Combine three musicians from the hinterlands of Perth with a mixing job from Flaming Lips cohort Dave Fridmann and you get Innerspeaker, a guitar-drenched, modern psychedelic album that is masterfully crafted and magnificently performed. It is also agonizingly dull, locking to an monotonously repetitive pattern and exhibiting vocals that too often feel incidental at best and irrelevant at worst. The debut full-length from Australian band Tame Impala, Innerspeaker is unarguably an audiophile’s type of record and one whose techniques and apparent influences invite study and discovery. But as clichéd as this might sound, there’s no heart here; the album emphasizes technical brilliance but coats that brilliance in a clinical and cold exterior that absolutely deadens whatever impact the songs might have had.
In their best moments Tame Impala find ways to incorporate a lot of the sounds your parents got high to without it feeling like thievery, melding these echoes of the 1960s past with hints of numerous genres that followed the demise of psychedelia part one. Listeners who fancy themselves music historians will likely have a field day rooting around in these songs for possible links to older bands; “It’s Not Meant To Be,” “Lucidity” and the instrumental “Jeremy’s Storm” are logical starting points, as each song can realistically be said to contain traces of everything from vintage late 1960s psychedelic rock to shoegaze and 1980s indie. With its exceptionally balanced mix – Fridmann puts every layer of instrumentation at about the same level – Innerspeaker sounds epic on a good set of speakers, especially in the sonic explorations of “Desire Be Desire Go,” “Expectation” and “The Bold Arrow of Time.”

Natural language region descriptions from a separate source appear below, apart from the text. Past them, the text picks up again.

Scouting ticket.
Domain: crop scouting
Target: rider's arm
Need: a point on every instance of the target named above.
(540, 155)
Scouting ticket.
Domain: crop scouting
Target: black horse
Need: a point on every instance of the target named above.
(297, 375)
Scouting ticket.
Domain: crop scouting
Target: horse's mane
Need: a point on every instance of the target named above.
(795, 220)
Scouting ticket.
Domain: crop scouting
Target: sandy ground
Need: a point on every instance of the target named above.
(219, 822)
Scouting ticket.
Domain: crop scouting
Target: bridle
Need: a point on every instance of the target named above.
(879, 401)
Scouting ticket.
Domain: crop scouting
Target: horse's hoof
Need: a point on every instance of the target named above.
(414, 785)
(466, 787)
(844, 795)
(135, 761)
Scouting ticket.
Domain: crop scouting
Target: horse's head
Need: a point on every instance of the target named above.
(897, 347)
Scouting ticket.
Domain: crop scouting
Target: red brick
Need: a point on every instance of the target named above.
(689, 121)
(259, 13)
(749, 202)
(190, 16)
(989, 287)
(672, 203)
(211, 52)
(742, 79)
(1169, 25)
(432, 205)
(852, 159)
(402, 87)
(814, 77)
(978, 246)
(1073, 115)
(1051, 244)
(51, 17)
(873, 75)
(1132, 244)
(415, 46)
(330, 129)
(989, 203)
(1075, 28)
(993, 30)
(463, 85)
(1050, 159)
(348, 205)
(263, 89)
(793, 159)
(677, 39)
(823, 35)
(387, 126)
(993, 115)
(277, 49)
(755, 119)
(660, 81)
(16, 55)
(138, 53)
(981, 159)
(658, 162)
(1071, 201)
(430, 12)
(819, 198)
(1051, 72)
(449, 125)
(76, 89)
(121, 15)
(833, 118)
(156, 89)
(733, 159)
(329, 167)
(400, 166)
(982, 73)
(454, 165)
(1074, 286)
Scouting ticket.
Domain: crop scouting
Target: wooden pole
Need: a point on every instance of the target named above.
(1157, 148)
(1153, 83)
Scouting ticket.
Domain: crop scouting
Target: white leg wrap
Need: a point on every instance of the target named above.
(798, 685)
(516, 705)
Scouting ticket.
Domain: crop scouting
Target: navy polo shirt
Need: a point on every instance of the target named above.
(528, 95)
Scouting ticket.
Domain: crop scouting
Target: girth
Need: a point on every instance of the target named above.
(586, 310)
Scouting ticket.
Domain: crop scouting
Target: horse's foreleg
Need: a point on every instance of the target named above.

Few albums can skate by solely on sound though, and Innerspeaker isn’t one of them. Its songs are excessively precise; lacking even the faintest suggestion of spontaneity, the album eventually sounds like one long, plodding single track, with only minor variations that offer no real sense of risk-taking or even simple variety. The album’s latter half, from “Expectation” through closing track “I Don’t Really Mind” in particular, bleeds together into an indistinguishable mass of guitar layers and supporting instrumentation. Kevin Parker’s vocals do these songs no favors either, as they sometimes actually serve as a distraction and not an enhancement to these songs. While it’s forgivable that his voice shares an uncanny similarity to John Lennon, Parker delivers most of his lines in the same deliberate, dreamy, half-intelligible cadence, an approach that quickly wears thin and makes the lyrics largely unimportant as the album’s pace drags along.
Innerspeaker’s songs are compositionally meticulous but also emotionless, and if an album can be described as professorial, it’s this one. Whether by intention or through its own inherent shortcomings, Innerspeaker places musical form above lyrical content. This is nothing new in indie -practitioners like My Bloody Valentine and Sigur Rós have shown that it can be done properly – but it requires something unique in order to connect with an audience and to avoid being inaccessible just for the hell of it. Tame Impala fails to strike such a balance throughout this release, making Innerspeaker an album that tickles the ears but never really engages the mind.